What has been your recent focus in terms of technological development, and where are your efforts focused for the near future?
We’re in the business of using technology to help our customers innovate. I’d say our areas of focus are developing content delivery services as SAAS (software as a service) for multiple customers, leveraging the strengths of cloud hosting / scalability; and providing identity and access management as a service that talks to the content delivery part of a system and also allows publishers to keep customer data in one place, powering many different sites off the back of this information.
Our third area of focus is analytics, to help publishers and institutions understand how content is being used, and by which user groups.
Where do you feel the current technological demands lie within the industry?
The analytics we use as an industry have some issues. They don’t provide reporting at the level of detail many libraries or publishers would like – the way that things are recorded can be pretty ambiguous. At the same time, publishers and institutions alike want something that’s more interoperable with the various systems they use.
Another opportunity exists around being able to scale up some of the business models that publishers want to experiment with.
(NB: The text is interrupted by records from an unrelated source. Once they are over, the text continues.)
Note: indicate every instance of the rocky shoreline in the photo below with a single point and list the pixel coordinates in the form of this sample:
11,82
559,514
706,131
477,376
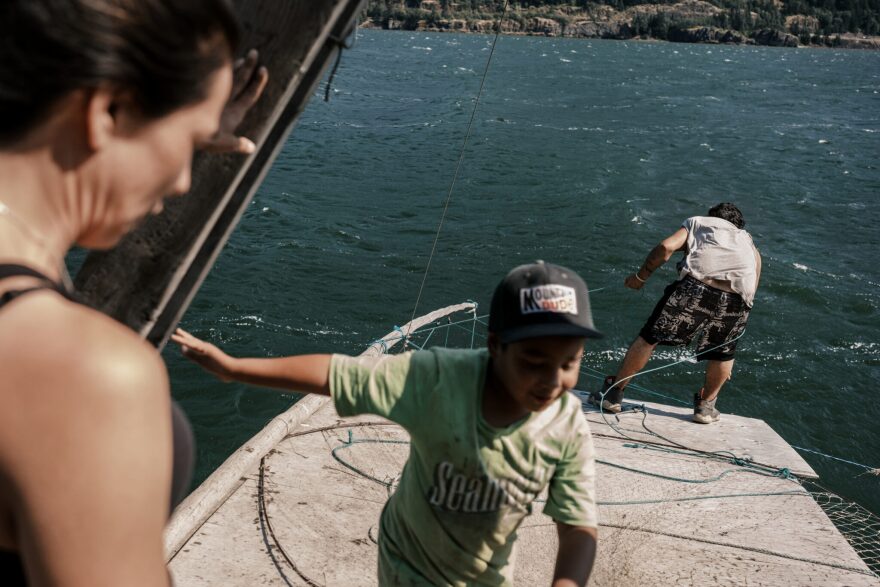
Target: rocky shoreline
643,21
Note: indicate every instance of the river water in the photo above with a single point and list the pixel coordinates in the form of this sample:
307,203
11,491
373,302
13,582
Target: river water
585,153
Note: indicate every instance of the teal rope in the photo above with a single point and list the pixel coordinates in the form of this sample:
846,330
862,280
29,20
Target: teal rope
868,468
351,442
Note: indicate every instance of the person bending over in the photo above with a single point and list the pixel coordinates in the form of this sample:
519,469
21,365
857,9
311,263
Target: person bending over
490,429
101,105
718,277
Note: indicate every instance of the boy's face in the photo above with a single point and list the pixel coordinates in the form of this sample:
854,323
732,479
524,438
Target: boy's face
535,372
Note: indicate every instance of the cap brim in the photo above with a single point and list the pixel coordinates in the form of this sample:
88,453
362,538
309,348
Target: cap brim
538,330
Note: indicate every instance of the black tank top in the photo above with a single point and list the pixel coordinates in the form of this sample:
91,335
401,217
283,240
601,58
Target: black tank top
11,569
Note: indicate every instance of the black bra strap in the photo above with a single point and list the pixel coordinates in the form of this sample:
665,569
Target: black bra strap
13,270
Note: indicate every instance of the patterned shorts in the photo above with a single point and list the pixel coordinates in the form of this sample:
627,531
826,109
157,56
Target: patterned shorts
690,307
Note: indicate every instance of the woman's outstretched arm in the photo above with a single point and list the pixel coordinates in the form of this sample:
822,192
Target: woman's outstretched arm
299,373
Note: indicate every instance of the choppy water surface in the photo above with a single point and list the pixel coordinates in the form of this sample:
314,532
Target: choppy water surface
585,153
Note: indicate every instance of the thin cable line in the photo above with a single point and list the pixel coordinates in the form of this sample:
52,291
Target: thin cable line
458,165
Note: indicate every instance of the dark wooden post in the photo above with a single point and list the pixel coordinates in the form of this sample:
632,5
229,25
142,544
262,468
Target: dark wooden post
149,279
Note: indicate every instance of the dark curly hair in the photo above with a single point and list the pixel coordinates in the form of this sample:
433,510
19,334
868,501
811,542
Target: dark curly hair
162,51
729,212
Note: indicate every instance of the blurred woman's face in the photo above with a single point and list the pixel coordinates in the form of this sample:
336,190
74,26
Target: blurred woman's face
147,161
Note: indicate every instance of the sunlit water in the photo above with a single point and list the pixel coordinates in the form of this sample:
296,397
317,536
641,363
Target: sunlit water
584,153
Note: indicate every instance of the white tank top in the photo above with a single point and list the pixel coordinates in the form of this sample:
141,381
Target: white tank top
717,249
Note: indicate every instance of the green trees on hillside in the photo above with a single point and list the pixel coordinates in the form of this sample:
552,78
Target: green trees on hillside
832,16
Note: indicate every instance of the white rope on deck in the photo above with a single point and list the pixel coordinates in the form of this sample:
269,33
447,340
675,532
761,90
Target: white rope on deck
195,510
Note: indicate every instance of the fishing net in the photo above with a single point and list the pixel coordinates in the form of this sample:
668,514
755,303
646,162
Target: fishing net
858,525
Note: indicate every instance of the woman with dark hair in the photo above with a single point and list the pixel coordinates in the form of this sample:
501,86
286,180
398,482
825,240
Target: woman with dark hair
101,105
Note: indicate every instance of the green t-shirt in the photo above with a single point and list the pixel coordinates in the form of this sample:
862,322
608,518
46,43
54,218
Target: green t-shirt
466,486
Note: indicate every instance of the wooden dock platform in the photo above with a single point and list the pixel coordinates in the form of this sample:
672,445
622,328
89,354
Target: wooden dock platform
308,512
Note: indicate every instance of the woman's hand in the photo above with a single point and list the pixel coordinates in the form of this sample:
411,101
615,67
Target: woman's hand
633,281
205,354
248,83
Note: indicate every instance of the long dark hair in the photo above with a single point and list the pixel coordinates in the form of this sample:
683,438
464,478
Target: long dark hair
162,51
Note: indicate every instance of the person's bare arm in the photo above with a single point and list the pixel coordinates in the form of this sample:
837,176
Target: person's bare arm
87,449
675,242
301,373
248,82
757,266
574,559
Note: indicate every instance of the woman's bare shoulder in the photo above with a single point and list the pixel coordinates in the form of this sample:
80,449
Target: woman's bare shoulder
60,359
85,433
45,337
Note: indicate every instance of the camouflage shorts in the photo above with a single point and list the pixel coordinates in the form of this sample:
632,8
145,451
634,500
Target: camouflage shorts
689,308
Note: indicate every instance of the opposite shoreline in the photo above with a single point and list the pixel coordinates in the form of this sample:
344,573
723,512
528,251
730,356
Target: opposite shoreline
687,21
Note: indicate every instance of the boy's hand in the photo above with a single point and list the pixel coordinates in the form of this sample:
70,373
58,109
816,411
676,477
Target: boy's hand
248,83
205,354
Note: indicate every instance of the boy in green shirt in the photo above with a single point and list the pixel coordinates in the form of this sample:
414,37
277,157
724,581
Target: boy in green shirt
490,429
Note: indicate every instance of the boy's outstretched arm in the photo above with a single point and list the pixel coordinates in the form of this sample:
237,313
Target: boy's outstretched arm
301,373
574,560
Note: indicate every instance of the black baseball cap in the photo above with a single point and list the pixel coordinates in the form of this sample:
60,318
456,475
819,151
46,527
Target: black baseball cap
541,299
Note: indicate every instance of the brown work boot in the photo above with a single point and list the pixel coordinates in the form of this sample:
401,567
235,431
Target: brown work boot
704,411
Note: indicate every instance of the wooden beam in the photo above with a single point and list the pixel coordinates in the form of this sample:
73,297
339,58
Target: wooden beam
149,279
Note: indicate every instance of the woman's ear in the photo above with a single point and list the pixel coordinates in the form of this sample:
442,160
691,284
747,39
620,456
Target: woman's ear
101,112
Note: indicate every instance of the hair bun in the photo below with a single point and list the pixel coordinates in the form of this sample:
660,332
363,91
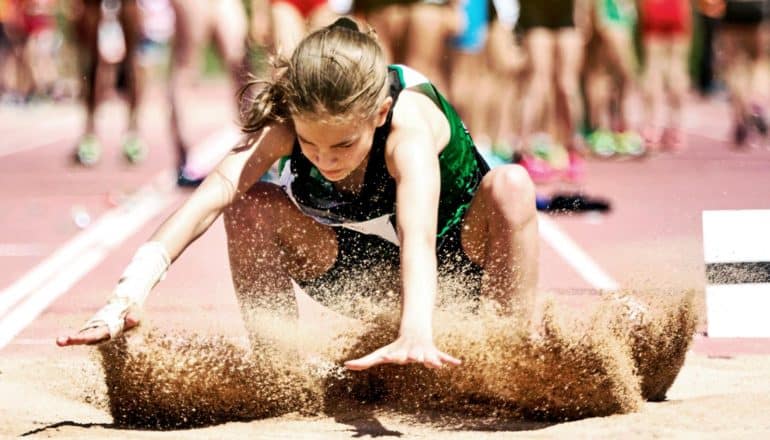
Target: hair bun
345,22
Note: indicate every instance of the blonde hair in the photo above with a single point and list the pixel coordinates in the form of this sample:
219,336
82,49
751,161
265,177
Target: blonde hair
336,72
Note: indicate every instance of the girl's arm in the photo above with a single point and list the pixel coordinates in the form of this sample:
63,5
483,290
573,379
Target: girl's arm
413,148
237,172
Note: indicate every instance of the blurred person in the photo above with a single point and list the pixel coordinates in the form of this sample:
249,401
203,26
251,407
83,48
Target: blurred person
108,34
389,18
709,13
666,34
610,79
552,33
197,23
744,41
505,62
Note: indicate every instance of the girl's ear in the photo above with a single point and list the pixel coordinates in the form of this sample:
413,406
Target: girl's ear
382,113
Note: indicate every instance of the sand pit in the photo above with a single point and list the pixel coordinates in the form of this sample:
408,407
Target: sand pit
217,390
575,366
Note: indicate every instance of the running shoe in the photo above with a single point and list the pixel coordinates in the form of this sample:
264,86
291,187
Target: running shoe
576,167
652,138
539,170
602,143
758,120
185,180
88,150
134,150
629,143
543,147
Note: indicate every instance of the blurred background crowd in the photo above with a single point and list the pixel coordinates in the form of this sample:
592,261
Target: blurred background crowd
544,83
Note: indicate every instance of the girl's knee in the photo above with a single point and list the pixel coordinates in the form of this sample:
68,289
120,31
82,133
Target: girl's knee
512,194
252,206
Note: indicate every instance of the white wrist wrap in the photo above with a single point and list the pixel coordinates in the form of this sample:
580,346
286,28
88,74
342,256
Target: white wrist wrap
146,269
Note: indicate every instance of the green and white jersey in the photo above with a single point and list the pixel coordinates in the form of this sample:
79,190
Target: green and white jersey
372,210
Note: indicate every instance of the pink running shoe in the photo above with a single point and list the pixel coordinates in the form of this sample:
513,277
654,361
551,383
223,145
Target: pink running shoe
674,139
652,138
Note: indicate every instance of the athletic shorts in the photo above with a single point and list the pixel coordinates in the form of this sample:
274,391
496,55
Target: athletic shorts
550,14
369,265
473,38
746,11
305,7
665,17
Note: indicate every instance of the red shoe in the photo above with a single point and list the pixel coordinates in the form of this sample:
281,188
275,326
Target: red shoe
576,169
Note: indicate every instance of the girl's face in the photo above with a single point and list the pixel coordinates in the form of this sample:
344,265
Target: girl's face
337,149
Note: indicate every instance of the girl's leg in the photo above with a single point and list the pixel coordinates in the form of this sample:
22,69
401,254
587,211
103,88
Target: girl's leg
88,150
230,30
500,234
192,28
655,50
133,149
469,90
620,51
569,46
268,241
321,16
391,23
426,44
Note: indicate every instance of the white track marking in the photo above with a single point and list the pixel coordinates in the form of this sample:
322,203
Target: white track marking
574,255
56,275
22,250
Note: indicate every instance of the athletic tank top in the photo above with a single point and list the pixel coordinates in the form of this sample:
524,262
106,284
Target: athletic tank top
372,209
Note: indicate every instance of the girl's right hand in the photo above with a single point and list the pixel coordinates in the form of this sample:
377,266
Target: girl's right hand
95,334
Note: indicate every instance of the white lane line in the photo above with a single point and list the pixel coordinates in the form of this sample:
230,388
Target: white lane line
22,250
57,274
575,256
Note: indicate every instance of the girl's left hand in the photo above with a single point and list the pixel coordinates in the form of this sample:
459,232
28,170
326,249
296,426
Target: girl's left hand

It’s expensive to build the software to handle a new type of licence for a product (for example, the ‘free clicks’ model that many newspaper websites work on), so naturally they want to use it across as many of their products as possible – but it may need to be redeveloped to work with all the various sites and back-end systems that a publisher uses. The way SAMS Sigma works, we can build in a new model and all our customers can make use of it.
And what do you feel are the biggest challenges around identity and access management for the future?
There are some identity providers in the business-to-consumer space that we’ve seen large publishers getting involved with. On the surface, these systems look good – but they don’t extend to our business well, as they lack the institutional and consortia relationship information that’s key to a research-based environment. Institutions play a critical role in terms of purchasing content, and modelling that complex relationship is something that those systems don’t do – one size doesn’t necessarily fit all.
However, this is indicative of a growing understanding that publishers need to focus more strongly on the concept of individual ‘identities’ – the profile of unique identifiers such as ORCID have helped emphasise this. Our industry has the tendency to wrap content delivery and identity management up together as a publishing platform, which is an inflexible approach. In the same vein, there’s a confusion around Single Sign-On that needs clarification. A lot of vendors have confused the term by using it to refer to the act of using the same password in multiple places, whereas ‘true’ SSO is where an individual logs into one service and is then transparently recognised across a number of related services. That’s what we believe is a more faithful definition of SSO – but the publishing industry as a whole doesn’t use this.
The final big challenge is a lack of forums for discussion, and this is probably due to where we as an industry are on the technology maturity curve: lots of publishers struggle to have the technological development strength and knowledge in-house, perhaps due to a historical lack of strong CIO / CTO roles. This means publishers’ approach to technology is often piecemeal, and there’s little sharing of expertise across the industry – there’s an urgent need to fix this.